Latency is the time one operation takes, measured as a distribution with units of seconds. Throughput is how many operations complete per unit time, measured as a rate. They are linked through concurrency but optimized with different levers and they fail in different ways. Batching is the clearest case: it raises throughput while raising latency, because work waits to be grouped before it runs. Treating them as one performance dial is the mistake that hides which one your workload is actually bound by.

Why is average latency a bad metric?

Latency distributions are right-skewed and often multi-modal, with separate humps for the fast path, garbage-collection pauses, cache misses, and retransmits. The arithmetic mean lands in the valley between those humps, a value no actual request experiences, and standard deviation assumes a normal shape that latency never has. Report percentiles instead: p50, p99, p99.9, and the max. Percentiles are order statistics, so they make no assumption about the distribution's shape.

What is tail latency amplification?

When one request fans out to many components and must wait for all of them, it inherits the maximum of N latency draws rather than a typical one. A rare per-server slow event becomes a common per-request slow event. If each of 100 servers has a 1 percent chance of being slow, the probability that at least one is slow on a given request is 1 minus 0.99 to the 100th power, about 63 percent. The leaf's p99 becomes the parent's p50.

What is coordinated omission?

Coordinated omission is a measurement artifact in closed-loop load generators. When the system under test stalls, the generator stops issuing new requests, so the exact moment that should produce your worst samples produces no samples at all. The omitted requests are precisely the slow ones, so reported p99 can understate the truth by orders of magnitude. ScyllaDB measured a naive p99 of 249 microseconds against a corrected p99 of 665 milliseconds on the same system, a 2,600x gap. Fix it with open-model load generation and full-range recording.

How does Little's Law connect latency and throughput?

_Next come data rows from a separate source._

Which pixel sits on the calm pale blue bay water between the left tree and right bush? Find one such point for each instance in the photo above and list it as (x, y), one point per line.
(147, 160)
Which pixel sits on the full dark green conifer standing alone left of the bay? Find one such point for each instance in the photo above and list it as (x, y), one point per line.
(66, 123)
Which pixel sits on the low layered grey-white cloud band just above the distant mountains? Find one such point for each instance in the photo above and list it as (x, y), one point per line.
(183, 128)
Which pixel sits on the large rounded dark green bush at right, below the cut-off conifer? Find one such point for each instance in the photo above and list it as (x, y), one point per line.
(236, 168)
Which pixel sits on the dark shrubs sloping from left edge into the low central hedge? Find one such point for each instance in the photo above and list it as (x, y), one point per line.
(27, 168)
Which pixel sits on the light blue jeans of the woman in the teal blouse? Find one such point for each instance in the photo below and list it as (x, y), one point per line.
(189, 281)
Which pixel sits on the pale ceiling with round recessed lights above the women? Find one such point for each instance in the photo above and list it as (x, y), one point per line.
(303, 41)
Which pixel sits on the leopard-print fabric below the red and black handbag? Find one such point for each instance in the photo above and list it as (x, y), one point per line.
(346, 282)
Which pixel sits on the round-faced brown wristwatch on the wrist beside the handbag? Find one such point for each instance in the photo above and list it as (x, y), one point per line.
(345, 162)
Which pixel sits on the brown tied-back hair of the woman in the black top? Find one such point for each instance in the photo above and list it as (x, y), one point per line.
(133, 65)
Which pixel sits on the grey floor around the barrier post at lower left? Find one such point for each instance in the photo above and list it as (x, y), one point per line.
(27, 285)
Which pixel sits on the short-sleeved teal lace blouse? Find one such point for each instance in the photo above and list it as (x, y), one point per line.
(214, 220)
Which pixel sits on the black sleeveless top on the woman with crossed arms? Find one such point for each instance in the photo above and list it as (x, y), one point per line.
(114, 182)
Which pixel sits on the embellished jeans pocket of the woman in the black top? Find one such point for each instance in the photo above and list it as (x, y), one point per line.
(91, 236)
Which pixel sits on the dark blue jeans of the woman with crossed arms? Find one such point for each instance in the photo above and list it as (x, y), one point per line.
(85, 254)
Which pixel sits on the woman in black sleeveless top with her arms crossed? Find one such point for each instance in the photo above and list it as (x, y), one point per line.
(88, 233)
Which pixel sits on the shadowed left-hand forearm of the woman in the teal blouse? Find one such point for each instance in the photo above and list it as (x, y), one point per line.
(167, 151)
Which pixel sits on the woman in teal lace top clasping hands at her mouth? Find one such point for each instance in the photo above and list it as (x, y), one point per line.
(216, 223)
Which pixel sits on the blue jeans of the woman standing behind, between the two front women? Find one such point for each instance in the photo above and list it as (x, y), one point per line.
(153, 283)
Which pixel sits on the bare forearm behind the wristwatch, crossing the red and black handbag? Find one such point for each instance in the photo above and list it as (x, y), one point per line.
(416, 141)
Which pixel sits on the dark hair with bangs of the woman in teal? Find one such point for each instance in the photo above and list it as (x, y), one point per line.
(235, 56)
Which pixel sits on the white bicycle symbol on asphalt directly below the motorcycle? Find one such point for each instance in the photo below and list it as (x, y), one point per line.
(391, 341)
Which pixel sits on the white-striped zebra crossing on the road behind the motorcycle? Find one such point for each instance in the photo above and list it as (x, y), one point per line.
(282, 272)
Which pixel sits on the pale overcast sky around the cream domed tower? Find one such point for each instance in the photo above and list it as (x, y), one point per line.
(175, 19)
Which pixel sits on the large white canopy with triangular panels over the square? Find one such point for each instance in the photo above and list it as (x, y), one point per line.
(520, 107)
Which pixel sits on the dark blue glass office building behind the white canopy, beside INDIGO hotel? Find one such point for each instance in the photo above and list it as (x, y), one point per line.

Little's Law states L equals lambda times W: the average number of requests in flight equals the arrival rate times the average time each spends in the system. It is distribution-independent, holding for any stable system. The architectural consequence is a feedback loop. If latency W rises while arrivals lambda hold steady, in-flight concurrency L rises too, consuming more threads, connections, and memory, which degrades latency further. This is how a brief latency blip turns into an outage, and why concurrency limits and load shedding are load-bearing, not optional.